March 16, 2009

March Madness
by Pastor George Van Alstine

Even non-sports fans seem to know about March Madness. It’s the name given to one of America’s premier competitions: the National Collegiate Athletic Association Basketball Playoffs. Beginning this Thursday and continuing until the finals on April 7, the top 65 college teams in the Nation will throw everything they have at one another. Only one of them will rise through the ranks by winning six straight games.

This event produces a kind of “madness” in some men, who suffer from arrested adolescence (like me). Their attempts to project the winners of every game in every bracket has led to a pseudo-science called “bracketology.” Betting on these projections ranges from office pools to serious big-bucks gambling. Some married couples arrange for a temporary separation until it’s all over. Psychiatrists who see some of these men in April can verify that serious post-finals depression is not uncommon.

The phrase March Madness has been around a lot longer than basketball. Medieval Brittons were fascinated by the bizarre behavior of the native rabbits (hares) during the mating season, which began in February and was in full-bloom through March. Critters which were characteristically docile and fearful now attacked each other with flailing front legs. Sometimes one of them would jump straight up in the air a few feet, then land awkwardly.

This rodent behavior led to a phrase used to describe a particularly irrational or eccentric person: “He’s mad as a March hare!” In English literature, this graphic description is first found in Geoffrey Chaucer’s epic poem “The Canterbury Tales,” written about 1390 AD. Judging by the off-hand way he refers to it, the simile must have been used even earlier in the speech of common people.

Lewis Carroll’s Alice in Wonderland, written in 1865 AD, depicted a tea party where the Mad Hatter was joined by his friend the March Hare. The two of them demonstrated how mad supposedly rational beings can be.

In order to have a better understanding of March Madness (the basketball kind), let’s look a little more closely at its parallel with March Hare behavior. Here’s what they have in common: both are tied to an overload of hormones. You can’t miss the fact that this guy whose eyes are glued to his TV set, clutching his bracket selections in his hand, is diverting testosterone energy that should be invested in his marriage. That’s the way his wife sees it. March Hare antics are also stimulated by the hormonal increase that comes during that season. Evidently, their behavior attracts the girl-bunnies, because they sure do reproduce! (Maybe American men’s March Madness can be seen as a very effective contraceptive strategy.)

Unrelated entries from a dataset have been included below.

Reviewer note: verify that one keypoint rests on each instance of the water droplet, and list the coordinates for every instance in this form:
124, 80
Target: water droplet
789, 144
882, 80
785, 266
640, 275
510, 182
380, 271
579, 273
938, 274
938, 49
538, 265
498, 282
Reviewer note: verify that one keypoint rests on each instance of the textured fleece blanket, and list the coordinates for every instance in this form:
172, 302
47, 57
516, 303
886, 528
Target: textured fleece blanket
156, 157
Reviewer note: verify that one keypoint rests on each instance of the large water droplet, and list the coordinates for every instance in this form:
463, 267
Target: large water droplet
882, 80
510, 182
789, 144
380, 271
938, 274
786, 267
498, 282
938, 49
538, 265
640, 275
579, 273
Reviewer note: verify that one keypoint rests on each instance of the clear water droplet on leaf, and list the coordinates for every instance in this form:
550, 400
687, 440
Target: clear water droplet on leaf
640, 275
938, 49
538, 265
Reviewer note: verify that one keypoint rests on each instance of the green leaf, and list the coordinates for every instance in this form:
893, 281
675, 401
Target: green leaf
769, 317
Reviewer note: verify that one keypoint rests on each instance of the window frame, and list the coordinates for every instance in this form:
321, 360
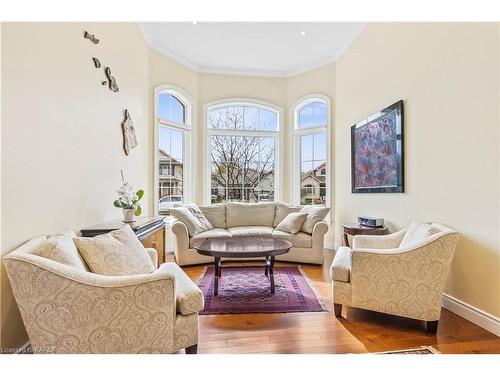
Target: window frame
187, 150
276, 134
295, 140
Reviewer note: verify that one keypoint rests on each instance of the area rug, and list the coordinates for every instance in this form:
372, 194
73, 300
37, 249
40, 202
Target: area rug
245, 289
421, 350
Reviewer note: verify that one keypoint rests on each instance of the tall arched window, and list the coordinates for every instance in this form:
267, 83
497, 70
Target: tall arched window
242, 151
311, 124
173, 114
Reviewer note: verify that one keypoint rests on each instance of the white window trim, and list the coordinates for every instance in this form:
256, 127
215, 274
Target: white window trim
295, 135
278, 143
187, 150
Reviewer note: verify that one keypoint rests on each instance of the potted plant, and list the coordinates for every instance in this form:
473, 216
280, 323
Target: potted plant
128, 201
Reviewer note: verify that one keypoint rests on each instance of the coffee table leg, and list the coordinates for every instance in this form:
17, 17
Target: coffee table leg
217, 275
271, 273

In both cases, the “mad” behavior results in wildly irrational choices. Temporarily, the man or hare, is not being controled by his brains, his better judgments and his higher values. Hares can be more easily shot by hunters during March, and fragile human marriages are also especially vulnerable to attack.

Okay, we’ll give you guys March. Will you preserve some of your energy and intensity for an April renewal in your commitment to the Lord’s work? Right after the finals on April 7 will come Good Friday (April 10) and Easter (April 12). This would be a great time to turn your attention more fully on the Lord, what he’s done for you, what he wants you to do for him.

I wonder what ABC would be like if some of us became “mad” for Jesus!